Mme Jeanne Balomog a donc invité les populations à se rapprocher des services du Minfof afin de réglementer toute activité de chasse pour la consommation. Toutefois, le délégué régional du Minfof a donné un ultimatum ferme à tous les braconniers qui écument encore la réserve de Deng Deng et qu'elle entend mettre hors d'état de nuire. La création de la réserve Deng Deng, faut-il le rappeler, a été l'une des conditionnalités exigées par les bailleurs de fonds pour recasser toute la faune qui sera déplacée lors de la construction du barrage réservoir de Lom Pangar afin de préserver l'écosystème. Aujourd'hui, celle-ci est cependant prise d'assaut par les braconniers. Au mois d'août dernier et sur instruction du ministre Elvis Ngollé Ngollé, une opération de grande envergure conduite par des équipes mixtes de 40 gendarmes et 40 écogardes et organisée par le Minfof/Est avait abouti à la saisie de plus de 500 espèces protégées, des armes à feu, des munitions, des fils à piège, des motos, à la destruction de tentes et à l'interpellation de 11 braconniers dans la réserve de Dja dans le département du Haut-Nyong.

Patrimoine mondial
Le Minfof avait reçu les plaintes des organismes internationaux qui s'insurgeaient contre le pillage de la réserve de biosphère de Dja, pourtant classée patrimoine mondial de l'Unesco donc aucune pénétration n'est autorisée. Quelques mois auparavant, une vingtaine d'armes de chasse et des pointes d'ivoires avaient été saisis par le délégué départemental du Minfof du Haut-Nyong auprès des braconniers dans la réserve de la biosphère du Dja.

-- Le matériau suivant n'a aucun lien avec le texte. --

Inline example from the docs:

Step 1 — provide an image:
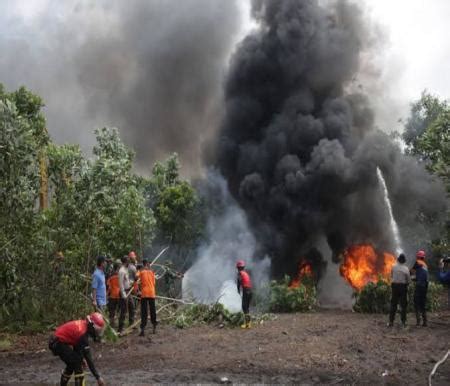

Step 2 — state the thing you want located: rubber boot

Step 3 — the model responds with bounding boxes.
[422,312,428,327]
[75,373,86,386]
[416,311,420,327]
[59,371,72,386]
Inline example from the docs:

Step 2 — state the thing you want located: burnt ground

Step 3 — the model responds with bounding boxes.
[0,311,450,385]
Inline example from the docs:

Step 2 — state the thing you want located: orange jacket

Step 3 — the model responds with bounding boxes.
[108,273,120,299]
[137,268,156,298]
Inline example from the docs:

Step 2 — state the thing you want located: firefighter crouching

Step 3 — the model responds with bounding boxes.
[49,312,105,386]
[236,260,252,328]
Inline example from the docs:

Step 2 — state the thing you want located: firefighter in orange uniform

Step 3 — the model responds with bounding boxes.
[137,259,158,336]
[107,262,120,326]
[236,260,252,328]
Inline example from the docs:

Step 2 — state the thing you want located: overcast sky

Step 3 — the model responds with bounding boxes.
[0,0,450,164]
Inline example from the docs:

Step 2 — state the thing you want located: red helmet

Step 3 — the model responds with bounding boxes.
[416,251,425,259]
[86,312,105,336]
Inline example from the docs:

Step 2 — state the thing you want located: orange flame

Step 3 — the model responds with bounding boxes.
[289,262,312,288]
[339,244,395,291]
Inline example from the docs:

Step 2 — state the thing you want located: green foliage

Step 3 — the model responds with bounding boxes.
[173,303,244,328]
[353,279,392,314]
[144,154,206,267]
[270,276,317,312]
[0,85,197,331]
[171,303,274,328]
[403,91,450,257]
[353,279,444,314]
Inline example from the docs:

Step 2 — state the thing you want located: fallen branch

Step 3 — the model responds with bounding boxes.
[119,320,141,337]
[156,296,196,306]
[156,302,175,314]
[428,350,450,386]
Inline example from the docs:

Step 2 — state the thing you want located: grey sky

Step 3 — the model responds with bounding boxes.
[0,0,450,169]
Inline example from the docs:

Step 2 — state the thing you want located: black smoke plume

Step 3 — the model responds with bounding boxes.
[0,0,242,171]
[215,0,445,276]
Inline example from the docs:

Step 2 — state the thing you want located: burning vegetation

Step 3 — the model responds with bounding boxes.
[339,244,395,291]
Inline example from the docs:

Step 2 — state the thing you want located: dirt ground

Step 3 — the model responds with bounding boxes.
[0,310,450,385]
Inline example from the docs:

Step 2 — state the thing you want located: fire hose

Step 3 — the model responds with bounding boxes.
[428,350,450,386]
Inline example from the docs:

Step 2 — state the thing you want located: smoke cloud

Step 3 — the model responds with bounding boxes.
[0,0,242,171]
[183,170,270,312]
[214,0,446,276]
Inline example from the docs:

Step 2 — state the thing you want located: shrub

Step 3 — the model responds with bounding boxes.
[270,276,317,312]
[353,279,443,314]
[173,303,244,328]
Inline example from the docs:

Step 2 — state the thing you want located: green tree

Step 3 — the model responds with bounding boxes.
[143,153,205,267]
[403,91,450,256]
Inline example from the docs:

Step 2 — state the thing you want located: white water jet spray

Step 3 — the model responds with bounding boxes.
[377,166,403,255]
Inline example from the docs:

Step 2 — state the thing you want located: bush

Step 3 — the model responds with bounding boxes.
[270,276,317,312]
[353,279,444,314]
[173,303,244,328]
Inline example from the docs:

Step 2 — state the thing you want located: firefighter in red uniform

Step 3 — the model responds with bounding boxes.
[49,312,105,386]
[236,260,252,328]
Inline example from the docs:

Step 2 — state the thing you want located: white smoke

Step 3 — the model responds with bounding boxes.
[183,171,270,312]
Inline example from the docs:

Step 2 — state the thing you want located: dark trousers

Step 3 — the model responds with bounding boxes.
[242,288,252,314]
[389,283,408,324]
[414,284,428,323]
[119,296,135,332]
[108,298,120,325]
[49,338,83,376]
[141,298,158,330]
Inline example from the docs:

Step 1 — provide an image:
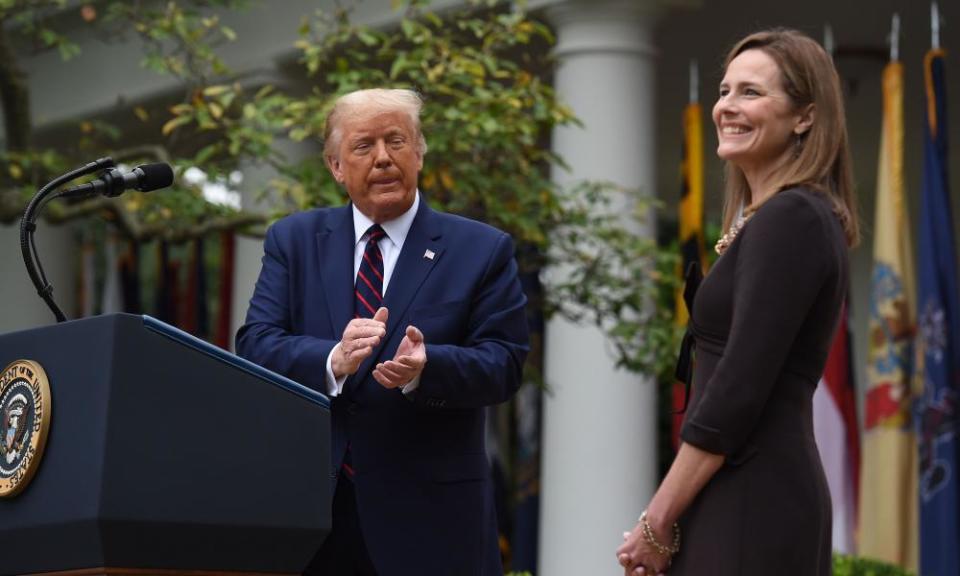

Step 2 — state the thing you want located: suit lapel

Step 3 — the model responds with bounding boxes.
[356,198,444,380]
[317,205,356,340]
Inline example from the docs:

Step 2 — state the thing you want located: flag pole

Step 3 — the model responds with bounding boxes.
[890,13,900,62]
[690,59,700,104]
[930,2,940,50]
[823,24,834,59]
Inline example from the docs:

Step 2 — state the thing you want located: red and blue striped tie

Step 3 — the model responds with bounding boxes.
[353,224,387,318]
[343,224,387,478]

La lutte contre le braconnage n'est cependant pas aisée car, a eu à relever le chef de brigade de contrôle à la délégation régionale du Minfof à l'Est, «la rébellion de certaines populations qui s'opposent par exemple à l'évacuation du matériel saisi (bois, viande, tronçonneuse) et la circulation facile de l'information notamment par téléphonie mobile contribue à 40% à l'échec des opérations de lutte contre le braconnage et l'exploitation illégale des forêts». Même si, reconnait Raymond Pone, «la croisade contre le braconnage et l'exploitation illégale des forêts commence déjà à avoir des résultats positifs à l'Est».